Благодаря склонности к самоанализу (возможно, даже психоанализу), Ницше оставил «инструкции» будущим герменевтам. Так, в одном из писем, давая совет относительно того, как лучше всего писать о нем — психологе, писателе, имморалисте, — он предостерегал от однозначности, от решительных «да» или «нет».
Совершенно не нужно и даже нежелательно, — пишет он, — чтобы вы принимали сторону моих защитников или моих противников; напротив, смесь некоторой доли любопытства, какое проявляют при виде незнакомого растения, с иронически-недоверчивой сдержанностью — вот, как мне кажется, та позиция, которая была бы наиболее разумной в отношении меня. — Прошу прощения! Это, конечно, очень наивно — давать благие советы, как следует выпутываться из того, из чего выпутаться невозможно…
Это не предостережение интерпретаторам против самого себя — это трезвая характеристика «невозможного», собственного творчества со всеми его полетами над бездной.
Вызов, брошенный Ницше философии изнутри самой философии, оказался необыкновенно производительным: Ницше принадлежит самый плодотворный принцип любого вида знания — переоценка всех ценностей, то есть критическое переосмысление, развитие, преодоление достигнутого уровня, конкуренция идей, все более углубленный подход, позволяющий выявить новые аспекты, уровни, подходы, трактовки. Парадоксы, курьезы, сбивающий с толку эпатаж, дерзкий нонконформизм — все это оказалось необходимыми формами того философского содержания, которое в полную меру раскрылось в наше время в работах Куна, Полани, Лакатоса, Фейерабенда.

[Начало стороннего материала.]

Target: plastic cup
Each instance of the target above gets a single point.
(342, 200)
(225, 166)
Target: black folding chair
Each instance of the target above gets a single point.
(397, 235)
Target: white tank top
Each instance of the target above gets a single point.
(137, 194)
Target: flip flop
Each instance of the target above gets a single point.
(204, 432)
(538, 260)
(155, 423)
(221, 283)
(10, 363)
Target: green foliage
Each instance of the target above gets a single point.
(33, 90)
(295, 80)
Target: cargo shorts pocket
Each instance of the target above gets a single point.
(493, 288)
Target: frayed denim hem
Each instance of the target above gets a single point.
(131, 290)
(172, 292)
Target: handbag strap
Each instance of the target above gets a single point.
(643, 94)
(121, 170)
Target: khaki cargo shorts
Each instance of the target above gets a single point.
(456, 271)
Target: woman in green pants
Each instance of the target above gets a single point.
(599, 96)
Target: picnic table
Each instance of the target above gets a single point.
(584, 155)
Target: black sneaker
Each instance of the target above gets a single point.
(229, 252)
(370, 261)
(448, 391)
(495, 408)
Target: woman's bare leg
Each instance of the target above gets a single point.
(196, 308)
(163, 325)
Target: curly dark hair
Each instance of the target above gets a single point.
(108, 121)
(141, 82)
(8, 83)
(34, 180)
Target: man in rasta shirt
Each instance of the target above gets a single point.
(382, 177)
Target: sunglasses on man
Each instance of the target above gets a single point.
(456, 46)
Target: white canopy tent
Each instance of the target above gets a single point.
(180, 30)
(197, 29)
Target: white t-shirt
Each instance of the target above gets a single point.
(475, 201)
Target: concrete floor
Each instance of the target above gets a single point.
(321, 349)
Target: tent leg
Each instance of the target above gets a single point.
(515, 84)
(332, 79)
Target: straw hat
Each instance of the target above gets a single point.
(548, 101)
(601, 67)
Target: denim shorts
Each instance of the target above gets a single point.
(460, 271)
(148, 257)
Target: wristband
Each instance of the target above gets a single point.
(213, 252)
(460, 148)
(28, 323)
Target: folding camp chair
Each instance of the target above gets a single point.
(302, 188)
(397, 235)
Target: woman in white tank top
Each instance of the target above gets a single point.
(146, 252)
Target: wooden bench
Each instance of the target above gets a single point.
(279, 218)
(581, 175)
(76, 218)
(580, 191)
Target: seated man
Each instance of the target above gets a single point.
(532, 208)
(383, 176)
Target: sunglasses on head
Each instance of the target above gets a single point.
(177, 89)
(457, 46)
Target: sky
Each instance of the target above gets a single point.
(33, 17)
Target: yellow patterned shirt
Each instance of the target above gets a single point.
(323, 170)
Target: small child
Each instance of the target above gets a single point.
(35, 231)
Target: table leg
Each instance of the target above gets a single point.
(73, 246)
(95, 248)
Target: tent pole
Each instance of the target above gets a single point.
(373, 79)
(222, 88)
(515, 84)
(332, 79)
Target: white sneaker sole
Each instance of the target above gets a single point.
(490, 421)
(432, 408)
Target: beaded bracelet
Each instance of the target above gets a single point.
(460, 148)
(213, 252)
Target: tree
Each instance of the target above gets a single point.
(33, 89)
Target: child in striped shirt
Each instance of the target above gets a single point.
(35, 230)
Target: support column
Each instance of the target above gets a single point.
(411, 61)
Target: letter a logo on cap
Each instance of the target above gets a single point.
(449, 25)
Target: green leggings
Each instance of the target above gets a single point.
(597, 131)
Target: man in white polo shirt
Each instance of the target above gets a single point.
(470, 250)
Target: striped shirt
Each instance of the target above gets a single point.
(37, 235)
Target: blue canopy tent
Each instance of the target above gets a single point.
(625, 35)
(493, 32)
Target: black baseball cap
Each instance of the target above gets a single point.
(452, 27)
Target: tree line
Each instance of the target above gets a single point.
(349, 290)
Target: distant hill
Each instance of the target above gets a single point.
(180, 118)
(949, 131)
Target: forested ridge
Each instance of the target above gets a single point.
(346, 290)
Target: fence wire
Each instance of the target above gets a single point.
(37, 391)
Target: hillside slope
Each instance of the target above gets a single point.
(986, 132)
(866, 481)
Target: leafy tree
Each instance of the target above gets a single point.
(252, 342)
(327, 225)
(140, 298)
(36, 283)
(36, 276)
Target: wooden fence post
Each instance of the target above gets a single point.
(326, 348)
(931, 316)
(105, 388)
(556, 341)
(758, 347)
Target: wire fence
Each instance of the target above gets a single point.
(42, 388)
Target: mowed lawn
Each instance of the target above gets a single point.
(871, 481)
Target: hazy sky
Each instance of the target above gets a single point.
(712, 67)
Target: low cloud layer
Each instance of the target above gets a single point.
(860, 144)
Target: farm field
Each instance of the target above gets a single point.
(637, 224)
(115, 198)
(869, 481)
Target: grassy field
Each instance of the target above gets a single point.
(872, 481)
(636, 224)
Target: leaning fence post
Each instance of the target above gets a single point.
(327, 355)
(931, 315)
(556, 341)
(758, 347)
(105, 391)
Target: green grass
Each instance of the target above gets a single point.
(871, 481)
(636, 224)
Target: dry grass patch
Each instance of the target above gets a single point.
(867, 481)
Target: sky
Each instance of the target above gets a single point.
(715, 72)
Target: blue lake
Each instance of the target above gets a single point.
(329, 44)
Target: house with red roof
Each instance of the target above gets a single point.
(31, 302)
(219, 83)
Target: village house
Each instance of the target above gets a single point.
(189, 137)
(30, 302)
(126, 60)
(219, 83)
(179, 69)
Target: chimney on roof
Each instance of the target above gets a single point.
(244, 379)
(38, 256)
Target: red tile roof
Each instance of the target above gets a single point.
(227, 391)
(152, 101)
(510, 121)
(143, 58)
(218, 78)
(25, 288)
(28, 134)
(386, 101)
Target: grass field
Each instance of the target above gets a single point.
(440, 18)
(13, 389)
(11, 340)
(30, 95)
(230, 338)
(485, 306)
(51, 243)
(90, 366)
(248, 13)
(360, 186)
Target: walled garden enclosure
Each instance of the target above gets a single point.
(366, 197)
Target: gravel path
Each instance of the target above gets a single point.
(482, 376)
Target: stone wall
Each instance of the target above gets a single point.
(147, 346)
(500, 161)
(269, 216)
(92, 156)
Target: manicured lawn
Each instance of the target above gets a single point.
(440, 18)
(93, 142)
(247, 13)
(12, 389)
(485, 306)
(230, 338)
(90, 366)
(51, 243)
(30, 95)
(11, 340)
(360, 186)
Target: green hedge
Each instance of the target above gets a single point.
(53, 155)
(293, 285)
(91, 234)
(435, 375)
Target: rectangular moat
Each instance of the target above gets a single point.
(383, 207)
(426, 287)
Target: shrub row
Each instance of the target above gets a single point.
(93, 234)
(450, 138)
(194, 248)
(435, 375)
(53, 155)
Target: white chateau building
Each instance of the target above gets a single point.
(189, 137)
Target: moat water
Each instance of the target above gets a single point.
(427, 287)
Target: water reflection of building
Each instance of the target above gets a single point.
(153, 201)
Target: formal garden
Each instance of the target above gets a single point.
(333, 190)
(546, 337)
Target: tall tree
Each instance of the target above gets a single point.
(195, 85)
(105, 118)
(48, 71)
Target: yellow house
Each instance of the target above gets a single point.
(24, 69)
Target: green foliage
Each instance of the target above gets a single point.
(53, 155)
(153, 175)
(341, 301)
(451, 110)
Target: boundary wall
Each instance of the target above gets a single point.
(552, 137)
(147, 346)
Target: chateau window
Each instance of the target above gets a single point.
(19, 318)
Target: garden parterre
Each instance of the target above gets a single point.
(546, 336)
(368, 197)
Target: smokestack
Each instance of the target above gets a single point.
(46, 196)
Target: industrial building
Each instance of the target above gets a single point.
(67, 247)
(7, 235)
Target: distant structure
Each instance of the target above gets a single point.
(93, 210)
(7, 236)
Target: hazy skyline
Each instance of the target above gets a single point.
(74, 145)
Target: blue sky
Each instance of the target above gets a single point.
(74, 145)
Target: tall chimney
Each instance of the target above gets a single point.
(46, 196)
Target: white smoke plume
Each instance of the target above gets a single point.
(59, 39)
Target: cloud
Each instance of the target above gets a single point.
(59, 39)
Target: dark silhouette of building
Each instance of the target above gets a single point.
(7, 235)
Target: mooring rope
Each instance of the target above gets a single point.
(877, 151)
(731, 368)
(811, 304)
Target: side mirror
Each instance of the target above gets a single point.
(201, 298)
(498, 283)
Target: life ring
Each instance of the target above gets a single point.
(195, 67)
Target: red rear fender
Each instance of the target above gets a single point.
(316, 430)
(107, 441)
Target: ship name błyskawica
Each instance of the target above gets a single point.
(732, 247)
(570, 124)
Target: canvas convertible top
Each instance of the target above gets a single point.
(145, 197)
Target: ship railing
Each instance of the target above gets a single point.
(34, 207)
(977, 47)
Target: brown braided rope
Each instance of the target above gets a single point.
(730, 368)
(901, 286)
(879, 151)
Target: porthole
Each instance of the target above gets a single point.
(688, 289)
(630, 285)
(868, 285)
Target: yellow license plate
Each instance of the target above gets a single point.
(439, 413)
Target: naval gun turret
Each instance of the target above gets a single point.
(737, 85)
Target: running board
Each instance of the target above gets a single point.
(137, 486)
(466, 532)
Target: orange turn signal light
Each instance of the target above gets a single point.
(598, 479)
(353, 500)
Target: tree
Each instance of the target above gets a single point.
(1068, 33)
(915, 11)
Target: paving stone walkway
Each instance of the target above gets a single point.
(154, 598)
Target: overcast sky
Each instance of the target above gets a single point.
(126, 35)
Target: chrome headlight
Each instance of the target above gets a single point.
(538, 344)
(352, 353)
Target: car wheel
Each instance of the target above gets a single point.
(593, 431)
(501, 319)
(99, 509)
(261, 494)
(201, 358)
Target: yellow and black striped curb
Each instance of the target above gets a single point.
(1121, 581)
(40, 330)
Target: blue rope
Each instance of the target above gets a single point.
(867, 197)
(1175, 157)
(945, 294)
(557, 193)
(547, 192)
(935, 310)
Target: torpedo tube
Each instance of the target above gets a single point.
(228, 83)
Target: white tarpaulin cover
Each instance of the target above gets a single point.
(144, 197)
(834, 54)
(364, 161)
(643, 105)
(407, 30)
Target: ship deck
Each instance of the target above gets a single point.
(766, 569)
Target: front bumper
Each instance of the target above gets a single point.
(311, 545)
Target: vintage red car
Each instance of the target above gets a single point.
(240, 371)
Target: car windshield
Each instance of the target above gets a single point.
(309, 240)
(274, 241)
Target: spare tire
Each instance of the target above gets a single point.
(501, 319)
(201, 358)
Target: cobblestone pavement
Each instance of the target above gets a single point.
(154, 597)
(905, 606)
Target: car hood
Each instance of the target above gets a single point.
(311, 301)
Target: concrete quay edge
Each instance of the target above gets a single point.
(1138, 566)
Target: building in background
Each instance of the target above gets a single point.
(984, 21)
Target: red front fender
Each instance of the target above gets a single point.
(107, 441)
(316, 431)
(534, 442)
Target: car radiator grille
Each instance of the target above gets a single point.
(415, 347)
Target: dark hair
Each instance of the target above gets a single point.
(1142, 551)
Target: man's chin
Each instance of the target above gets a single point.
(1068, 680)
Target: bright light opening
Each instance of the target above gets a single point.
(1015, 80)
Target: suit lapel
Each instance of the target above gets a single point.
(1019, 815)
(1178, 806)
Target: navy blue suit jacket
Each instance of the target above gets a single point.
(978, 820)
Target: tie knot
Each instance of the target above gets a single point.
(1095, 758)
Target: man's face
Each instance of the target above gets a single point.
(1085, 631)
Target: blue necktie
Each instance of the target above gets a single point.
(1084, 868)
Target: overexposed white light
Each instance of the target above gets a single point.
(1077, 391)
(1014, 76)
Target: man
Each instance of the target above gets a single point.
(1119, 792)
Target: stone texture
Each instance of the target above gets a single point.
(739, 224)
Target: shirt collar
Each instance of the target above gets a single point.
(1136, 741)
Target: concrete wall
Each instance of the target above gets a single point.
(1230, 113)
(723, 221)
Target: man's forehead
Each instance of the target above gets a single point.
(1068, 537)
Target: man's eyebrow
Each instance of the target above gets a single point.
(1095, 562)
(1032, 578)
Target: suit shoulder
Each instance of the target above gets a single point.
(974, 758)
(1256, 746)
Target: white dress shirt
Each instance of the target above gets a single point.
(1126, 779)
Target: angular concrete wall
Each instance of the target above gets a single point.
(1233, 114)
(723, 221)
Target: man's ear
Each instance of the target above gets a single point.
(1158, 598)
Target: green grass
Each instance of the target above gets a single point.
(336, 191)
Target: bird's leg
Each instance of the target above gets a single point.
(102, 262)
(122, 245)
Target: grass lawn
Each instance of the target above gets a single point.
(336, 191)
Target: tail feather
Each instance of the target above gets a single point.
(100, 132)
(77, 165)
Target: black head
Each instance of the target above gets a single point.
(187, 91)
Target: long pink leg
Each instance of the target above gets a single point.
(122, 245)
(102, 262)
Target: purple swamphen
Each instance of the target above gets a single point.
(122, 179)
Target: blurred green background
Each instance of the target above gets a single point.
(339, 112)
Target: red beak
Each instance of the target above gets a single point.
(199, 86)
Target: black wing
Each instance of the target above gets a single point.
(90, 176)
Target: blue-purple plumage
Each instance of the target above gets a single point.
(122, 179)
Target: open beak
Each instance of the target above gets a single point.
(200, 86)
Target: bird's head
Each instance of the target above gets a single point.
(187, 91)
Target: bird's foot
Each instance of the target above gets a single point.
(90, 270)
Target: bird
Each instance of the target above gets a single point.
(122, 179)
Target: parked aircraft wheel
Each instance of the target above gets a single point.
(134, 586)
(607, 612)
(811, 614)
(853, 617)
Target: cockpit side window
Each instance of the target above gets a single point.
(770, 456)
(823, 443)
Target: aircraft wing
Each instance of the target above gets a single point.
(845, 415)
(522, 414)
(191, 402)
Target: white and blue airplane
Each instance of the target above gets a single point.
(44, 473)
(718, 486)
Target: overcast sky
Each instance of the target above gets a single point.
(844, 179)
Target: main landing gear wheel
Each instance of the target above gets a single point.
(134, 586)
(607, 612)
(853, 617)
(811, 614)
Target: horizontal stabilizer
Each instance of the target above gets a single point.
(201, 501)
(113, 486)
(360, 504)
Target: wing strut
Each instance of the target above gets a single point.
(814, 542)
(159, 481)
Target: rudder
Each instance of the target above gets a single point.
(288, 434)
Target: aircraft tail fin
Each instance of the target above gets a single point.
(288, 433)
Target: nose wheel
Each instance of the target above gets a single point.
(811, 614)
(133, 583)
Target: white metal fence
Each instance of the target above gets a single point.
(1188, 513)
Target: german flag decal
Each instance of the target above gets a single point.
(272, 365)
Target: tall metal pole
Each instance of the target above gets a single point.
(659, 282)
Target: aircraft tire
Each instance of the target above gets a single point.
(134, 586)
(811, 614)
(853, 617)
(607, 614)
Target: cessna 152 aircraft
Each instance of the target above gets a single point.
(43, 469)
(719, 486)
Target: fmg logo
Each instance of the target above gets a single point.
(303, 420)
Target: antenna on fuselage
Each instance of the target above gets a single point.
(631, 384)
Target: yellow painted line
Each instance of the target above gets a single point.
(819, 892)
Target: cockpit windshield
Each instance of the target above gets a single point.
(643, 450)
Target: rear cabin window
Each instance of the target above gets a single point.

Понять мыслителя — не просто дать интерпретацию его мыслей, но войти в поток его мышления, понять, как он мыслил, «мыслить все то существенное, что мыслилось его мыслью». Понять Ницше — значит, отбросив громкую фразу, пафос, эпатаж, эйфорию, проникнуть в самую суть его мышления, проникнуть в те глубины, где мысль зарождалась, сказать то, что он волил сказать, современным языком.
Можно без преувеличения сказать, что Мартин Хайдеггер заново открыл Ницше, увидел в странных, парадоксальных, филологических текстах «ниспровергателя» метафизики — глубокого наследника метафизики, разглядел ницшевскую мыслительность — процесс созидания мысли в связи с личностью мыслителя, увязал основополагающие понятия философии Ницше («нигилизм», «переоценка всех прежних ценностей», «воля к могуществу», «вечное возвращение того же самого», «сверхчеловек») в единое целое, обнаружил их глубочайшую внутреннюю взаимосвязь и взаимонеобходимость, выяснил скрывающиеся за парадоксами и двусмысленностями Ницше продуманность и естественность и, если хотите, пред-посланность (судьбу), укорененность идей Ницше в самой истории идей.
Здесь под пред-посланностью я понимаю и эволюционную необходимость, и судьбоносность, и возрастающую напряженность, и неизбежность свершения (смысл, вкладываемый в это понятие Хайдеггером).
Как всякий пишущий человек, Фридрих Ницше хотел быть понятым современниками, но никогда не ориентировался на их вкусы. Подобно другим гениальным интровертам, он не писал для читателей, а просто хотел выговориться: не распространить свои убеждения, не просветить ближних, не научить, а излить собственное «я». Такова, впрочем, цель всех «несвоевременных мыслителей». Читатель был необходим ему лишь как свидетель. Лев Шестов не без оснований назвал философию Ницше философией трагедии, и это очень многоплановое определение. Читатели — соучастники «случая Ницше», свидетели трагедии духа, страстного, безответного монолога страдающего и отверженного мыслителя.
Ницше писал книги не для того, чтобы учить, но для того, чтобы учиться. Эту цель пишущего я глубоко познал на самом себе и вполне мог бы повторить о себе максиму Одинокого мыслителя, каковым, в сущности, являюсь: «Вовсе не легко отыскать книгу, которая научила нас столь же многому, как книга, написанная нами самими».